Perhaps we’re best friends with one of them, perhaps we’re related to one, or perhaps we are one of them ourselves (or maybe we used to be), but we all know one.
We all know that person: the one who can’t sit through a romantic movie without making a cynical comment on love, the one who nods politely when you begin talking about your significant other and proceeds to quickly change the subject, or the one who posts perhaps one too many comments about how wrapped up people have become in their relationships.
And naturally, they probably have their reasons. Perhaps they were burned by someone they truly, deeply loved and cared for. Perhaps they’re just getting out of a relationship and don’t want to be reminded of the days spent in it. Or perhaps they’ve never had the opportunity to experience true love for themselves.
But really, folks, what happened to the celebration of love?
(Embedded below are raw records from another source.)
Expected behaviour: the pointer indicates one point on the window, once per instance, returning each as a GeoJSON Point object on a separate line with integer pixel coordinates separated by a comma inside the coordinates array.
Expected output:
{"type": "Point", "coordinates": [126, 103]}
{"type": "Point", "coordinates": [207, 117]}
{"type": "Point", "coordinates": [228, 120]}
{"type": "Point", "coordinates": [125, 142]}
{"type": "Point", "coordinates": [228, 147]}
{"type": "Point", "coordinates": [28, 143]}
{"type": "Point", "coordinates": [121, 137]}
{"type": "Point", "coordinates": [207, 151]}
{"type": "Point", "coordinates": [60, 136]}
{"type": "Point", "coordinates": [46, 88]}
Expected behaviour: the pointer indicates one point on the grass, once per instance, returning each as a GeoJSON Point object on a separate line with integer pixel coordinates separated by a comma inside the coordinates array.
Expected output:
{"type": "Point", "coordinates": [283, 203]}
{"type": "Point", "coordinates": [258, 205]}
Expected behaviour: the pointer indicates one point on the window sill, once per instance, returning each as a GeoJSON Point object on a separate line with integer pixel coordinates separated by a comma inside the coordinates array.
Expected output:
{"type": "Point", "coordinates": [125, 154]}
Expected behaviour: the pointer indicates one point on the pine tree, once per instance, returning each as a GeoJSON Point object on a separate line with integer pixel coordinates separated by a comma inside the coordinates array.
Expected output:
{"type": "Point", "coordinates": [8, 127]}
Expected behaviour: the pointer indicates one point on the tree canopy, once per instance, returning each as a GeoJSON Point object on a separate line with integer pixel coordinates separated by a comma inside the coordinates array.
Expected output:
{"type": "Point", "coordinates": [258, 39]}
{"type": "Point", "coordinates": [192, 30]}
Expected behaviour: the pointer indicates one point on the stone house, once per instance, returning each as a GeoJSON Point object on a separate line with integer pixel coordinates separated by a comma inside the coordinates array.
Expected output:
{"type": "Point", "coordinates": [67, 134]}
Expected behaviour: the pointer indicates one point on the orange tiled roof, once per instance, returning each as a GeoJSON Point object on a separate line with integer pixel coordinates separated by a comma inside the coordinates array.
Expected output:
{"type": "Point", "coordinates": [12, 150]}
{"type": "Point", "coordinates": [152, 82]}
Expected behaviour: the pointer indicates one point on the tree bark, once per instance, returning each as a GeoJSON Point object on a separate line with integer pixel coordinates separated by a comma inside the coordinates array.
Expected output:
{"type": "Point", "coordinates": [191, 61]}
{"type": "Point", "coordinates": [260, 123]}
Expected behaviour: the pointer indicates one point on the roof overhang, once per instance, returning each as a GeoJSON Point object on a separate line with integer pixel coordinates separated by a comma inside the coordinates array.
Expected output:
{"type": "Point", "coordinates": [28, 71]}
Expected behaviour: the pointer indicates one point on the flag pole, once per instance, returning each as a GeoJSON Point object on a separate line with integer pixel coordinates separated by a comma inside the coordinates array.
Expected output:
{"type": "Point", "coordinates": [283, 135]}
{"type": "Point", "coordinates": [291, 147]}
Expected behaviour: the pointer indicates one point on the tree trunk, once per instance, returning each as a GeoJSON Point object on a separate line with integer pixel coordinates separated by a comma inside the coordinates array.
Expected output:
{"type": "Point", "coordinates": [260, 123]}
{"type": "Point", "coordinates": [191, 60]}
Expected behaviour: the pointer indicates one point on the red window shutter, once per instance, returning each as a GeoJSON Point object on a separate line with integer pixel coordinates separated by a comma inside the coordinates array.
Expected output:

There’s an important lesson to be learned in the love that exists in others’ lives. I watch my parents beam at each other from across the table. I watch my grandparents kiss and be noticeably in love after dealing with each other for over 50 years of marriage. I watch that elderly couple go for a walk hand-in-hand night after night. I watch as my aunt drives daily to spend the day with my uncle – even though she’s visibly exhausted and drained, you can see that it’s love that fuels her. I watch, and I learn. I learn that it’s only these kinds of love that are worth engaging in. Not that love is an optional experience, but regardless. The visible kind of love. The kind of love that makes all of your single friends want to slap you in the face because you won’t stop being so damn happy. The kind of love that leaves you smiling for days on end. The engulfing kind of love.
We should all strive to prevent losing sight of the importance that is our loved ones’ happiness. Our individual problems shouldn’t trump their bliss. Ever. We, as a society, have a tendency to not be genuinely happy for those around us, and it’s an absolute shame. Relish in your friends’ happiness. Share it with them. Take a piece of the pie. Because I guarantee that your loved ones look ten times more beautiful with a genuine smile upon their face, and our world needs that beauty.
Your loved ones’ happiness shouldn’t be a reminder of your own lack thereof. Instead, it should be a beacon of hope. It exists. It’s attainable. And you may just be able to learn a thing or two about it by opening your eyes.
No one wants to see their loved ones in pain. So sit there and smile and engage as your friend tells you the story (for the third time) of how her boyfriend proposed to her, and be just as excited as you were the first time. Watch that couple kiss in public for the 102nd time and smile darnit, because it really is quite sweet (though perhaps overdone sometimes). I know it’s not always easy, but be happy if they’re happy. And know that one day, you’ll find the sort of happy love they’ve all stumbled upon. But quite frankly – be content being a smiling bystander for now. It’s their turns to shine.
Sometimes it’s just a matter of finding love in all of the right places. And sometimes, just sometimes, that right place is in the people beside us all along.
Let love drive others. Let love drive you.